Deal or no deal? Where next for decentralisation in England…

Posted by Andy Pike, 17th November 2014

Ten years after the rejection of the elected regional assembly on offer to the North East region of England and in the wake of the Scottish referendum result, the governance of England is once more in flux. Elements of an emerging consensus are becoming clearer. The UK and especially England’s governance is overly centralised especially when considered in international context. Whitehall doesn’t know best and can’t run England on a centralised, top-down and ‘command and control’ model. The decentralisation ‘genie is out of the bottle’, the ‘door is open’ and irreversible change has been set in train that can’t easily be ignored by government of whichever stripe. Continued austerity means local government can expect less money from the centre in future beyond the current revenue squeeze. Local government needs to have more and new ways of raising their own money and enhanced flexibilities and freedom in using it. Local government has wide responsibilities but narrow, multiple and fragmented funding sources most of which are centrally determined. More deals are on offer and directly elected and city-regional ‘metro’ mayors and Combined Authorities are the centre’s preferred governance arrangements with which to negotiate and decentralise.

 

So far, so decentralised. Thorny questions remain, however, as the limitations of the piecemeal, ad hoc and – as Deputy Prime Minister Nick Clegg described it at the recent Northern Futures Summit – “higgledy piggledy” decentralisation journey unfold. The latest instalment of which is a new round of bespoke centre-local deals. Our current work as part of the EPSRC/ESRC-funded iBUILD research centre <https://research.ncl.ac.uk/ibuild/> has been reviewing the 29 – and counting – City Deals emerging since 2010. Some positives are evident in providing some (albeit modest) enhancement of decentralisation and encouragement of city-regional strategy-making, prioritisation, innovation, co-operation, joint working and some (conditional) resource.
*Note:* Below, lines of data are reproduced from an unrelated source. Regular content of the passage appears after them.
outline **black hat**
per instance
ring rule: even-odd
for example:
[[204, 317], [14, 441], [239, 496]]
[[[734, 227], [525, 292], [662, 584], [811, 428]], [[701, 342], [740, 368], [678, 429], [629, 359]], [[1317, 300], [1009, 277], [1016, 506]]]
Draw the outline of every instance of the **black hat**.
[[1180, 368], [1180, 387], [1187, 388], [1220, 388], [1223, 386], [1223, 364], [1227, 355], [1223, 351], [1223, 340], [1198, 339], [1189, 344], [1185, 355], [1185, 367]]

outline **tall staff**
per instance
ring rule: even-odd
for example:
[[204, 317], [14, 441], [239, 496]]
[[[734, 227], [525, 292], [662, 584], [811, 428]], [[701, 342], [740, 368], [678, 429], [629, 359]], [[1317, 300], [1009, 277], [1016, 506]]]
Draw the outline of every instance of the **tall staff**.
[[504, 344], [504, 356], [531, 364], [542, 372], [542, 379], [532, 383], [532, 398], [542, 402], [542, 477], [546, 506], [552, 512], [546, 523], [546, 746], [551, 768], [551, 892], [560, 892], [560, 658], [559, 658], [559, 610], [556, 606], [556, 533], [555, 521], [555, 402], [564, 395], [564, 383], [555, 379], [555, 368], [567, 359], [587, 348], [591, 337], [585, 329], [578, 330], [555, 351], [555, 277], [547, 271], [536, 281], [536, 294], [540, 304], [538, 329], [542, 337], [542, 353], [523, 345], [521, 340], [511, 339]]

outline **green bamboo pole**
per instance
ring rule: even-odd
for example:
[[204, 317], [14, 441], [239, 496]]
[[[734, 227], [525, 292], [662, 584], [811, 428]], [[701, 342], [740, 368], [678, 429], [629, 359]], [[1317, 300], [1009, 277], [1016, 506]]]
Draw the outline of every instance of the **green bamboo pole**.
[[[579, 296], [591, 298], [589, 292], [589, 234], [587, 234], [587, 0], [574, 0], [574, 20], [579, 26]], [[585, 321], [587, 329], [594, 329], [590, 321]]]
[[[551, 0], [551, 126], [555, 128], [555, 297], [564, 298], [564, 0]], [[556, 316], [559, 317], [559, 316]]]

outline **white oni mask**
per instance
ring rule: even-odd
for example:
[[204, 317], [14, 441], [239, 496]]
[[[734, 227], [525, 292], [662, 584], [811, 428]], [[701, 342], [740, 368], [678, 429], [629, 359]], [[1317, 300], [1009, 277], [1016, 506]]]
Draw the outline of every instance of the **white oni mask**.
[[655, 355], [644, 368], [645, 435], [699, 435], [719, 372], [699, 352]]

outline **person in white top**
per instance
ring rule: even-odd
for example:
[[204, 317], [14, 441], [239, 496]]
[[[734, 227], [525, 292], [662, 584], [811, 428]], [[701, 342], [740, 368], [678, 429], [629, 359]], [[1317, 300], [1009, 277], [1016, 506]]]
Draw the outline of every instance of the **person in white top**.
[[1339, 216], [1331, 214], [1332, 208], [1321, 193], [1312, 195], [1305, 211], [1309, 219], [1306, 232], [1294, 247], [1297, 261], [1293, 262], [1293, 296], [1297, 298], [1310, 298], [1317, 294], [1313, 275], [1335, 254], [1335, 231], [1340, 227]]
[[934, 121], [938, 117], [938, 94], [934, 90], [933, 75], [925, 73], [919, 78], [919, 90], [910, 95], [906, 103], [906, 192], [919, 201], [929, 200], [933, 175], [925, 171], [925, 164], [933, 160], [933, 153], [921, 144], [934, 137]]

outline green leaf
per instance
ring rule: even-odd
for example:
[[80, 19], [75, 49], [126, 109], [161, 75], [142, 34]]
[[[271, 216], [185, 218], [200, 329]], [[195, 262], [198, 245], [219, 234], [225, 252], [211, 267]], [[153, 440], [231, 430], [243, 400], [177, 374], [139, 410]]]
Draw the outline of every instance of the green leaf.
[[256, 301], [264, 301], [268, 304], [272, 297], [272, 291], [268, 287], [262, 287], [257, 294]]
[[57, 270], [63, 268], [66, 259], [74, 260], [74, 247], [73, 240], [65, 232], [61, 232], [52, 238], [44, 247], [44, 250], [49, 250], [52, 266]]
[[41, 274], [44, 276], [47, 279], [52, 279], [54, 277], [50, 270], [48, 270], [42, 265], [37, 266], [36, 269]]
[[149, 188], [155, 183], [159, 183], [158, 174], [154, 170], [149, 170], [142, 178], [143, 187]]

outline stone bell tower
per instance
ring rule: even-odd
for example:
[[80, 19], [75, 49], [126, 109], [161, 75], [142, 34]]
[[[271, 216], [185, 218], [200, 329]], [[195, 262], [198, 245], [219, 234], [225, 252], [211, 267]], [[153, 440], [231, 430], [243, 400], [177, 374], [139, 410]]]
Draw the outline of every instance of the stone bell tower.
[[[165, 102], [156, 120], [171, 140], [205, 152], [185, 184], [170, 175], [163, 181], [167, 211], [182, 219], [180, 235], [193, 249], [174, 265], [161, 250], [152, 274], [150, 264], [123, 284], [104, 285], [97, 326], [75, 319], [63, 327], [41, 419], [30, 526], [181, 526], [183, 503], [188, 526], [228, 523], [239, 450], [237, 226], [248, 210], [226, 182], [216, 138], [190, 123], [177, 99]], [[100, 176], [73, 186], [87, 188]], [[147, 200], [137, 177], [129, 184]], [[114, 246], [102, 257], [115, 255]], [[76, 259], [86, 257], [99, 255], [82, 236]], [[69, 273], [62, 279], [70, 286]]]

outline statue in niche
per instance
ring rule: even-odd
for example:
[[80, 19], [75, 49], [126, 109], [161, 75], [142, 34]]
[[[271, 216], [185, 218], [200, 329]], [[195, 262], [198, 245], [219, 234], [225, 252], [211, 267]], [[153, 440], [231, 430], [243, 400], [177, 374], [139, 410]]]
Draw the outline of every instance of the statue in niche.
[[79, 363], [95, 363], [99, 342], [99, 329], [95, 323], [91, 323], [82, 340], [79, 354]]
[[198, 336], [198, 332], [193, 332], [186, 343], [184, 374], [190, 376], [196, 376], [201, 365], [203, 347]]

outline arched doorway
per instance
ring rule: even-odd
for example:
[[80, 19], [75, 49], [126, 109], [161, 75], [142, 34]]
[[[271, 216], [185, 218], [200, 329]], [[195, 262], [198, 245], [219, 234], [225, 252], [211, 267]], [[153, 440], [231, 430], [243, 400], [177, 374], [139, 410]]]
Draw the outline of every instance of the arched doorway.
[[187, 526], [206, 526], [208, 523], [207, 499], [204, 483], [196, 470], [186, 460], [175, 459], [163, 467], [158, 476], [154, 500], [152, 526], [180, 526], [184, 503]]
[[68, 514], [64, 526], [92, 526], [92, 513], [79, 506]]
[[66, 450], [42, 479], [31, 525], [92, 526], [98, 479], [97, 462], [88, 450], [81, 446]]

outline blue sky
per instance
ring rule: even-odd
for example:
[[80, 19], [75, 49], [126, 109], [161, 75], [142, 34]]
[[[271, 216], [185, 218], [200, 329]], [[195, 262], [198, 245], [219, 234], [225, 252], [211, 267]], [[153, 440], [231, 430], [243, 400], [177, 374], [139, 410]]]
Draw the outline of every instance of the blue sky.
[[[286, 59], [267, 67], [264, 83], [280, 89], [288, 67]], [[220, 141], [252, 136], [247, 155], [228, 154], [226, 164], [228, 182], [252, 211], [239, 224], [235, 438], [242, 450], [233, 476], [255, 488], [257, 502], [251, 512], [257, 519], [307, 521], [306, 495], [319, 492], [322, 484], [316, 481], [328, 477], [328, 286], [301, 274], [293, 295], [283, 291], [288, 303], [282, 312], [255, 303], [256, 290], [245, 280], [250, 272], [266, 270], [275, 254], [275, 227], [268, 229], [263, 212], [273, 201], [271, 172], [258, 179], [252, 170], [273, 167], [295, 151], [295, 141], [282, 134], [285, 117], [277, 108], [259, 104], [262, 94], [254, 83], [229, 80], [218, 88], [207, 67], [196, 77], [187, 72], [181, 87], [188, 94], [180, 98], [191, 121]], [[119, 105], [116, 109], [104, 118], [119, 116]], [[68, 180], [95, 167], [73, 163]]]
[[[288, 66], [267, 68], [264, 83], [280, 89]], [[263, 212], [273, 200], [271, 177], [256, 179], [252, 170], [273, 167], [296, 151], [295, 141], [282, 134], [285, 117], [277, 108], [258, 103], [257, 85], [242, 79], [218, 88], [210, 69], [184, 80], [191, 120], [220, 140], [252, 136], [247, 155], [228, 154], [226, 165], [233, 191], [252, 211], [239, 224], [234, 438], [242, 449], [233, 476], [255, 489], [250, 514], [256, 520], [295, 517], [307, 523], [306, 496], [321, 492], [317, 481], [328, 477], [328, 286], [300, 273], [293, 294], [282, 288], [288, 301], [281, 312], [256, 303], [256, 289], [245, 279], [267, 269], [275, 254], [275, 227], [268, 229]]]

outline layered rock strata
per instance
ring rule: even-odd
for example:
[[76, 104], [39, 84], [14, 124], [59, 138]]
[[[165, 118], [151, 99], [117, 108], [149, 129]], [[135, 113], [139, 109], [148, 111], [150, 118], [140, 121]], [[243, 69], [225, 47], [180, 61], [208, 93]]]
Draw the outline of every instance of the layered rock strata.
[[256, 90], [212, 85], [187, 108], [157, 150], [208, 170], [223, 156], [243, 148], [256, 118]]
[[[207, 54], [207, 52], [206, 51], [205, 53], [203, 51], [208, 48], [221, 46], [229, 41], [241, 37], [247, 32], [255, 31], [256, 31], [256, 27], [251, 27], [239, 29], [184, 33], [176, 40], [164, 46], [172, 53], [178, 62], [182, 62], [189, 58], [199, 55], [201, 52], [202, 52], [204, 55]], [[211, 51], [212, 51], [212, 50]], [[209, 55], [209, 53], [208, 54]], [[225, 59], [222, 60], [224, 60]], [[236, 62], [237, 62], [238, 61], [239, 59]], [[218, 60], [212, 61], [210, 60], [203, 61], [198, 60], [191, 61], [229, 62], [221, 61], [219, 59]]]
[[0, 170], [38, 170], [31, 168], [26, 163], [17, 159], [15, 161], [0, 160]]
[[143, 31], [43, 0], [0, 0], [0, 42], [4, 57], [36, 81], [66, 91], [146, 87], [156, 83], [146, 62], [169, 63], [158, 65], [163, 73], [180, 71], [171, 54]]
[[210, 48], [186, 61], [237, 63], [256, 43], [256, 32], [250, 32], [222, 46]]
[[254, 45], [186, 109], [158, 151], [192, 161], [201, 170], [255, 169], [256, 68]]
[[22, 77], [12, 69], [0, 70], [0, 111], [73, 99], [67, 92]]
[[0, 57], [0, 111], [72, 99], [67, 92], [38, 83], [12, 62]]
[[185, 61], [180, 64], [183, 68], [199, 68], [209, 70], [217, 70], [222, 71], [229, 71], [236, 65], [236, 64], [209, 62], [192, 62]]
Less welcome are the uneven allocations of resources between and within city-regions, accentuated when local fiscal capacity is tied to uneven levels of local prosperity and tax bases of differing strengths, the lack of information for local actors on what is on and off the table in cutting deals with Whitehall, and the somewhat pragmatic and even selfish urbanism it is promoting as city-regions are compelled to grab what’s on offer ahead of and/or instead of others irrespective of needs. The politics – who gets what, where, when and how (to supplement Harold Lasswell’s classic definition) – seems reliant upon close and regular relations with Ministers and civil servants at the centre and sometimes the high coalition politics of the Quad. How complex and (il)legible it all looks from the outside to those in the investment community attracted to the UK but anxious about political risk is also a concern. Interests at the national centre recognise this uneven and mixed picture. But they counter that decentralisation and localism sets local areas free to act because there is no centralised blueprint cooked up in Whitehall. Local partners are able to develop and make their own propositions to government. A step-wise approach is seen as preferable to the kind of big bang or ‘all at once’ solutions that would encounter stubborn resistance from Whitehall departments. Staged and – what Jim O’Neill’s RSA City Growth Commission < http://www.citygrowthcommission.com/publication/final-report-unleashing-metro-growth/> – called “fastest first” approaches are promoted whereby those most ready, willing and able to receive the decentralisation from the centre are first in line for the powers and resources.

 

Yet, CURDS’ international review for CLG <https://blogs.ncl.ac.uk/curds/files/2013/02/DecentralisationReport.pdf> highlights the different shapes and sizes of decentralisation in terms of powers and money. Decentralisation is not an end in itself. A central question is asking what any decentralised powers are able to achieve. If the desired outcome is sustainable prosperity for people and places then the decentralisation needs to be designed to deliver it. Infamously, decentralisation is a process not an event. Many countries have embarked on the process without a clear sense of the end point. But those successfully proceeding down that path do at least have some kind of vision or – even incomplete – road map. In England, this could provide a sense of direction and speed of travel, reduce uncertainty, lessen the unpredictable and often short-term demands for local partners to articulate their propositions, minimise perpetual reorganisation, and provide a stronger way of changing the structures and cultures of centralisation ingrained in the English political economy. But it seems that only in the UK’s overly centralised governance of England would such a patchy, conditional and centrally orchestrated decentralisation process unfold. Muddling through in the traditional way may soon reach the structural limits of this kind of decentralisation.